Ia berkata kepada manusia (misalnya) : janganlah kalian mengambil riba dalam bertransaksi dengan Bank, lalu ia sendiri mengambil riba dengan bersiasat, makar dan tipu daya. Tidakkah ia mengetahui bahwa apa yang mereka perbuat dari siasat,makar dan tipu daya lebih besar dosanya dari orang yang memang berniat mengambil riba. Oleh karena itu Ayyub as-Sahtiyani (semoga Allah merahmati beliau) berkata tentang pelaku-pelaku siasat dan makar :
“Sesungguhnya mereka menipu Allah, sebagaimana mereka menipu anak kecil. Kalaulah mereka melakukan dalam bentuk semestinya (memang berniat mengambil riba) tentulah dosanya lebih rendah”. Demikian juga seseorang yang menyuruh manusia untuk mengerjakan shalat, akan tetapi ia sendiri tidak shalat !! maka bagaimanakah hal ini bisa terjadi ? bagaimanakah engkau menyuruh manusia shalat, dan engkau melihatnya suatu kebaikan, lalu engkau meninggalkannya? Apakah ini menunjukkan berakal? Tidak, Tidaklah hal ini menunjukkan perbuatan orang yang berakal, terlebih lagi tidak termasuk dari agama. Hal ini menyelisihi akal, dan kebodohan dalam agama. (kita mohon kepada Allah keselamatan)

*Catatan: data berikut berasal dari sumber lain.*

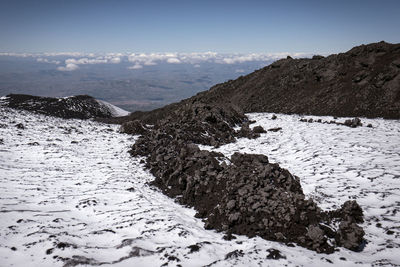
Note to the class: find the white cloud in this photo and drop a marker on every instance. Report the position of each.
(85, 60)
(135, 67)
(45, 60)
(68, 67)
(173, 60)
(149, 63)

Allah berfirman : Hai orang-orang yang beriman, mengapa kamu mengatakan apa yang tidak kamu perbuat? Amat besar kebencian di sisi Allah bahwa kamu mengatakan apa-apa yang tiada kamu kerjakan. (Ash Shaffat : 2-3) 
“Wahai orang-orang yang beriman” : Allah memanggil mereka dengan keimanan, karena konsekwensi dari keimanan adalah manusia tidak melakukan hal itu, dan tidak mengatakan apa yang tidak ia kerjakan, kemudian Allah memburukkan mereka dengan firman-Nya : mengapa kamu mengatakan apa yang tidak kamu perbuat?. 
Kemudian Allah jelaskan bahwa perbuatan semacam ini dibenci dan dimurkai disisi Allah, Allah berfirman : “Amat besar kebencian di sisi Allah bahwa kamu mengatakan apa-apa yang tiada kamu kerjakan” 
Dan arti “kebencian” (dalam ayat diatas), berkata para ulama : “Kebencian yang sangat, karena Allah benci dan murka terhadap seseorang yang keadaannya seperti ini, ia mengatakan apa yang tidak ia perbuat. 
        Dan Allah menerangkan kepada hamba-Nya bahwasanya hal yang demikian itu adalah dari hal-hal yang membuat murka Allah agar orang yang beriman menjauhi perbuatan ini. Karena seorang yang benar-benar beriman akan menjauhi apa yang dilarang Allah. 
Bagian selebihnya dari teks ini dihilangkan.